Will Tysons halfway plan bolster or doom the future city?


David Alpert of Greater Greater Washington brings us this story on the future of Tysons Corner.  Tysons is in many ways the poster-boy for post-war American suburbia.  Even PBS has noted it’s car-dependent, highway-oriented state.  Pedestrians in Tysons are taking their lives into their hands.  The city is made up of single-use office towers, strip shopping centers, tract housing, and parking, parking, parking.  Fortunately, Tysons’ local leaders are aware of the changing market conditions pointing toward mixed use development, and they are trying to fix their city.  Fairfax County has produced Transforming Tysons, a document that is still being revised that will guide more pedestrian-scaled development, focused on Tysons’ four Metro stops and tapering down to the surrounding low-density development.

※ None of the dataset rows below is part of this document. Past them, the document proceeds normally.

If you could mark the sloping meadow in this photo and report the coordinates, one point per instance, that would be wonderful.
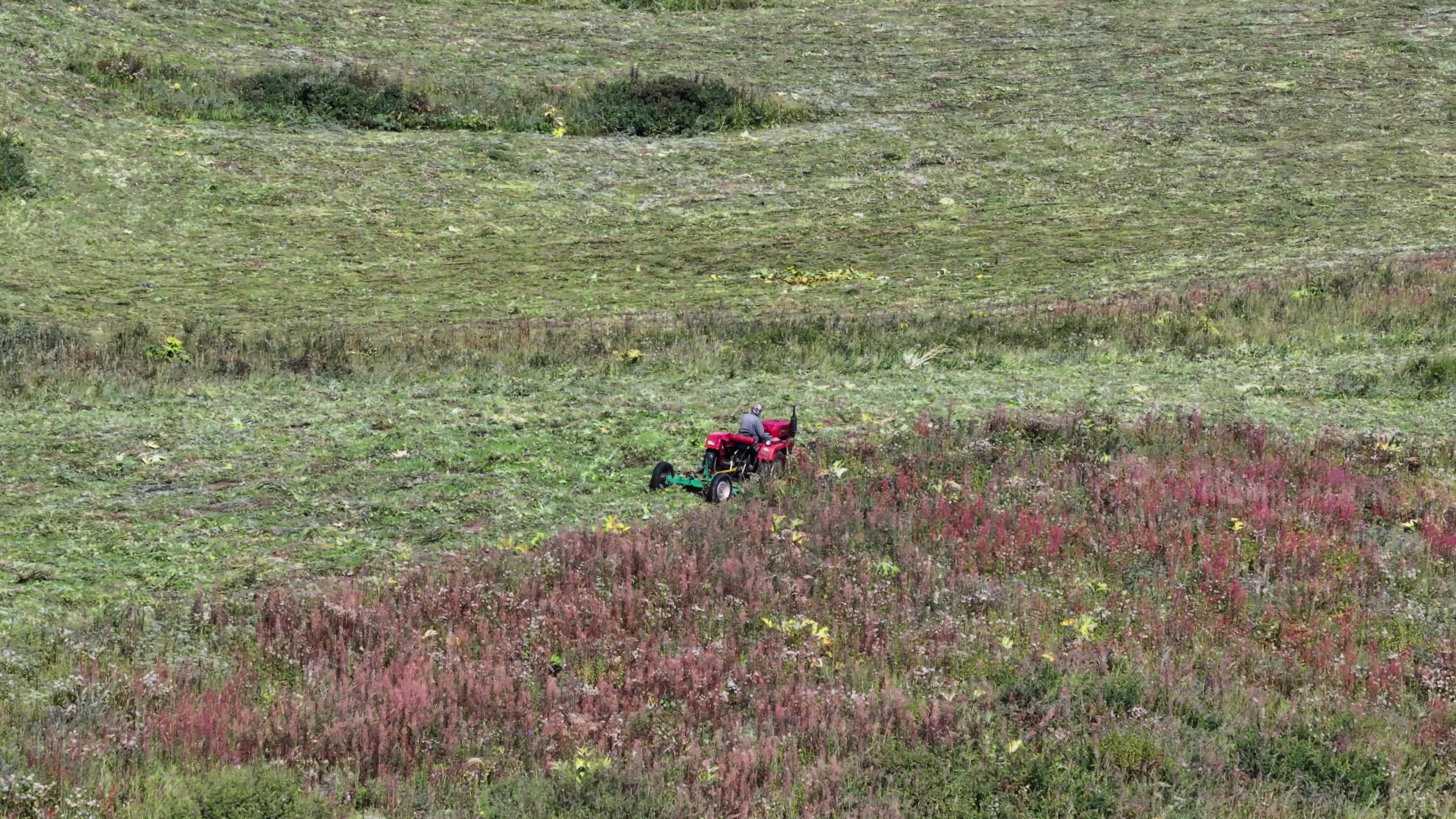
(1008, 617)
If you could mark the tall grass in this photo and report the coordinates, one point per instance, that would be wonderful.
(1394, 305)
(1010, 617)
(362, 97)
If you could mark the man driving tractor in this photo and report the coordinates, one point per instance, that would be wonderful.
(759, 448)
(752, 425)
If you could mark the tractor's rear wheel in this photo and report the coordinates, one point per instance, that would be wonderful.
(720, 489)
(777, 467)
(660, 474)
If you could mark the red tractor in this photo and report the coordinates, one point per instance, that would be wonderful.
(733, 457)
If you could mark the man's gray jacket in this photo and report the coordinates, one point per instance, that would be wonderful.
(753, 426)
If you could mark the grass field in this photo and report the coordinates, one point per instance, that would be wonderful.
(324, 449)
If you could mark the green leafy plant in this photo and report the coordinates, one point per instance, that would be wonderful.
(583, 766)
(169, 350)
(246, 793)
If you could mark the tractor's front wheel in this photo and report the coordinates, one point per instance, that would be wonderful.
(720, 489)
(660, 474)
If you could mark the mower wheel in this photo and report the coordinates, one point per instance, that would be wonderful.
(720, 489)
(660, 474)
(777, 467)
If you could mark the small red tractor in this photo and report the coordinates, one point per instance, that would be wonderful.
(733, 457)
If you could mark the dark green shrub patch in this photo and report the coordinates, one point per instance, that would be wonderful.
(1305, 761)
(360, 97)
(246, 793)
(15, 168)
(1430, 375)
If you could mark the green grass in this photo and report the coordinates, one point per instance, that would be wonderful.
(985, 154)
(398, 344)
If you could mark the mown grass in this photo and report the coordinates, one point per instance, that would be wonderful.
(1356, 318)
(363, 97)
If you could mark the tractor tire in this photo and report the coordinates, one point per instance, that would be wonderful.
(720, 489)
(775, 468)
(660, 474)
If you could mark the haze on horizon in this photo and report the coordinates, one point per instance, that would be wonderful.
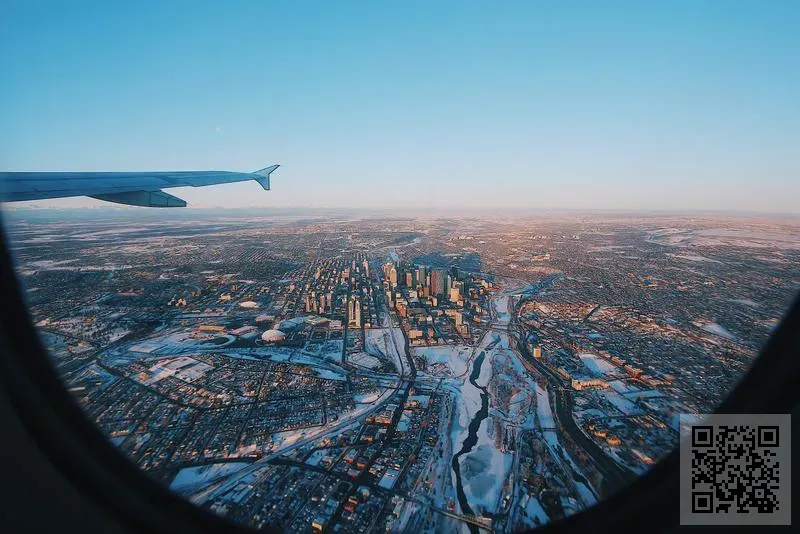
(682, 106)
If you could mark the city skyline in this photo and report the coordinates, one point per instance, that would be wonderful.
(334, 372)
(688, 106)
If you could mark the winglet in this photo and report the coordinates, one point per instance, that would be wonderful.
(263, 176)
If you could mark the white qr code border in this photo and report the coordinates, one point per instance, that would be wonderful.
(735, 469)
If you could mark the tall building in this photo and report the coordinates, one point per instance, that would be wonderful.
(437, 282)
(455, 294)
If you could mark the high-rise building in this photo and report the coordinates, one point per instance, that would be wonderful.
(455, 294)
(437, 282)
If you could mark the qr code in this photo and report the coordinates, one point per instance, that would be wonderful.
(735, 469)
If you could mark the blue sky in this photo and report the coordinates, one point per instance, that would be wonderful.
(684, 105)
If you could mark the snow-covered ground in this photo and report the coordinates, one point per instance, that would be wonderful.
(362, 359)
(385, 344)
(621, 403)
(445, 359)
(718, 330)
(484, 471)
(191, 479)
(545, 415)
(598, 366)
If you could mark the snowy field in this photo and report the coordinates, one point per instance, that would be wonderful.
(718, 330)
(385, 344)
(445, 359)
(598, 366)
(362, 359)
(191, 479)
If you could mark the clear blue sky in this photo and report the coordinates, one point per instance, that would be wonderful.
(528, 104)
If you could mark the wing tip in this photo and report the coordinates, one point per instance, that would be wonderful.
(262, 176)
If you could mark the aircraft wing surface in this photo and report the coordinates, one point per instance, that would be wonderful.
(132, 188)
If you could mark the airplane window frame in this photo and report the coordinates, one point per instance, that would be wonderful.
(100, 471)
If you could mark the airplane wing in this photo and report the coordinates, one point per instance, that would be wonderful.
(131, 188)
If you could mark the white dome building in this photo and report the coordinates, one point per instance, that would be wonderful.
(273, 336)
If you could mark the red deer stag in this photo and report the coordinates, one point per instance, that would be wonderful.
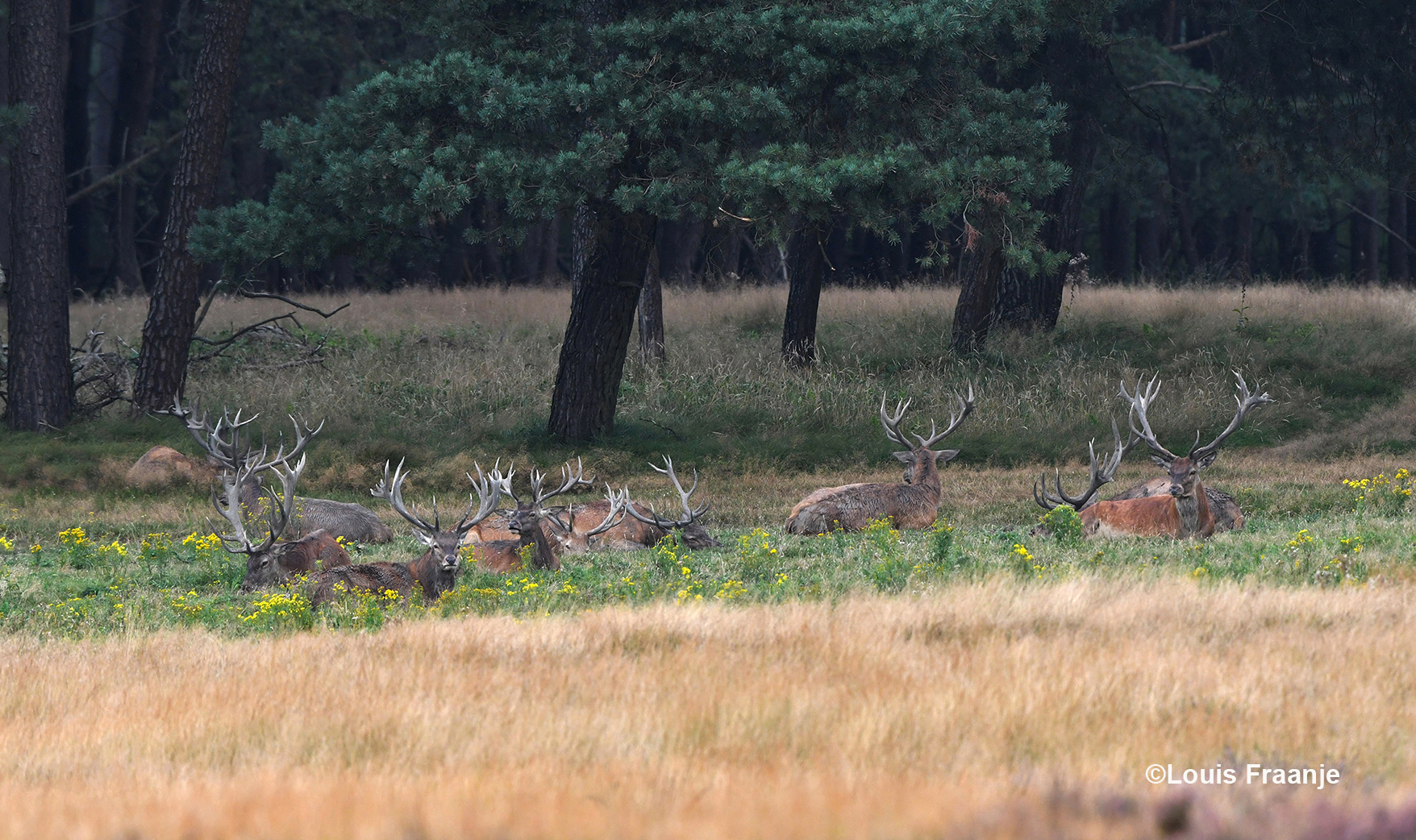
(273, 561)
(227, 441)
(436, 570)
(652, 527)
(910, 505)
(1185, 510)
(541, 529)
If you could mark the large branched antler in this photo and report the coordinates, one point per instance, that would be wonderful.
(1247, 404)
(895, 435)
(1139, 404)
(690, 513)
(489, 492)
(1102, 473)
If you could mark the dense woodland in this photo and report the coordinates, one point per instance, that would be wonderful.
(322, 145)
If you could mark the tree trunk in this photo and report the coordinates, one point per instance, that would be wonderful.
(652, 314)
(610, 260)
(1398, 256)
(1034, 303)
(40, 381)
(977, 293)
(162, 363)
(806, 267)
(1243, 243)
(77, 142)
(135, 104)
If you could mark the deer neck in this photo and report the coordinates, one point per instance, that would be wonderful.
(1194, 510)
(428, 572)
(544, 557)
(927, 473)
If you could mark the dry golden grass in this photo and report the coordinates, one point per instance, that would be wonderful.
(956, 711)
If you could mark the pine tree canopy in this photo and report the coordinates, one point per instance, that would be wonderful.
(789, 114)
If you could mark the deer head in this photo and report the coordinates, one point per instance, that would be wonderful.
(442, 546)
(1184, 471)
(917, 456)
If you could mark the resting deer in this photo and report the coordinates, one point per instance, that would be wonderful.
(537, 527)
(1185, 510)
(273, 561)
(228, 439)
(436, 570)
(910, 505)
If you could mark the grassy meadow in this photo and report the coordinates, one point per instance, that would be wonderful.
(970, 679)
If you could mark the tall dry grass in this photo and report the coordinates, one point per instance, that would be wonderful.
(990, 709)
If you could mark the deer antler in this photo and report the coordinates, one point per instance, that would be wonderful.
(1247, 402)
(690, 514)
(230, 445)
(391, 490)
(278, 513)
(893, 431)
(1102, 473)
(1140, 402)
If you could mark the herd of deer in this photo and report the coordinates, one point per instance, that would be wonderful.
(537, 534)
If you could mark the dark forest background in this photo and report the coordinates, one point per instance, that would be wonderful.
(1178, 179)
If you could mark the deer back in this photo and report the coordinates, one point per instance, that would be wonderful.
(369, 577)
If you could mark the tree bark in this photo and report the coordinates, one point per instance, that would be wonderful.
(652, 314)
(1398, 258)
(806, 268)
(610, 260)
(977, 295)
(1034, 303)
(39, 380)
(162, 363)
(77, 145)
(135, 104)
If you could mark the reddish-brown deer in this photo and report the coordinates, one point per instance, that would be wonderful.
(436, 570)
(910, 505)
(228, 439)
(271, 561)
(539, 533)
(1184, 512)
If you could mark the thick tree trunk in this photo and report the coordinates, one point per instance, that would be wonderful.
(40, 381)
(977, 295)
(1034, 303)
(652, 314)
(162, 363)
(806, 268)
(135, 104)
(1398, 254)
(610, 258)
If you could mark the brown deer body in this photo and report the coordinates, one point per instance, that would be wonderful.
(1184, 510)
(537, 533)
(436, 570)
(910, 505)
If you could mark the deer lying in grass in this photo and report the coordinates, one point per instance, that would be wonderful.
(1185, 509)
(273, 561)
(643, 529)
(910, 505)
(539, 533)
(436, 570)
(227, 441)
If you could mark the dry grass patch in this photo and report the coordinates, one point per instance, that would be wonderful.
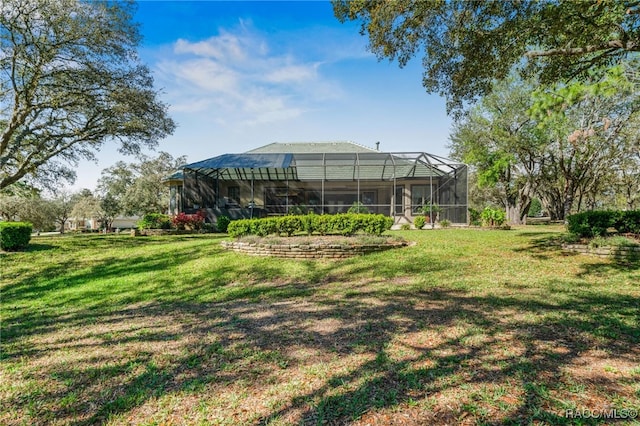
(464, 327)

Traffic engineers don’t believe that the plan will work, and are advocating expanded freeway facilities.  But Washington has ample examples, the District in particular, of how wrong traffic engineers could be.  According to their models, DC couldn’t be built today.  This and other debate has encouraged Planning Commissioner Walter Alcorn to propose that 3/4 of the proposed density be built in the next 20 years instead of building 100% in the next 40 years, as well as eliminating density maximums in favor of having the Board of Supervisors analyze every proposal in turn.  The Sierra Club endorsed Alcorn’s plan, hoping that the shorter time frame will encourage that the necessary transit upgrades to the periphery of the city are built.  The Audubon Society, on the other hand, wants the complete plan.  Stella Koch of Audubon said, “This plan must be implemented as a whole or it falls apart. Without the internal grid of streets, transportation inside of Tysons does not work. Without an integrated network of sidewalks and paths, and inviting shops and storefronts, people do not want to walk to destinations. The Tysons Vision must be implemented as a whole.”

Also agitating the process are landowners in the non-transit-oriented areas.  Many have been waiting on the plan to be finished, and some people are worried that these land owners may just up and build a strip mall instead of waiting for pedestrian-friendly guidelines.  If Alcorn’s plan is implemented, it could hurt the county’s ability to pay for necessary amenities, such as the improved street grid, storm water system, transit, and streetscapes.  The plan also opens up the possibility of the plan being compromised a little bit more for every project.  By doing it all at once, it’s easier for elected officials to do what is right for the largest number and not be swayed by NIMBYs.  Tysons should work to avoid the evenly spread, low density development of nearby failures such as Gaithersburg‘s Science City.  This type of development is hard because instead of trying to build a city from green fields like Washington was, Tysons is trying to build it out of an existing framework of suburban sprawl.  Development happens fast today, and if the leaders of Tysons don’t get this plan figured out quick, they may have a few thousand more acres of strip malls to deal with.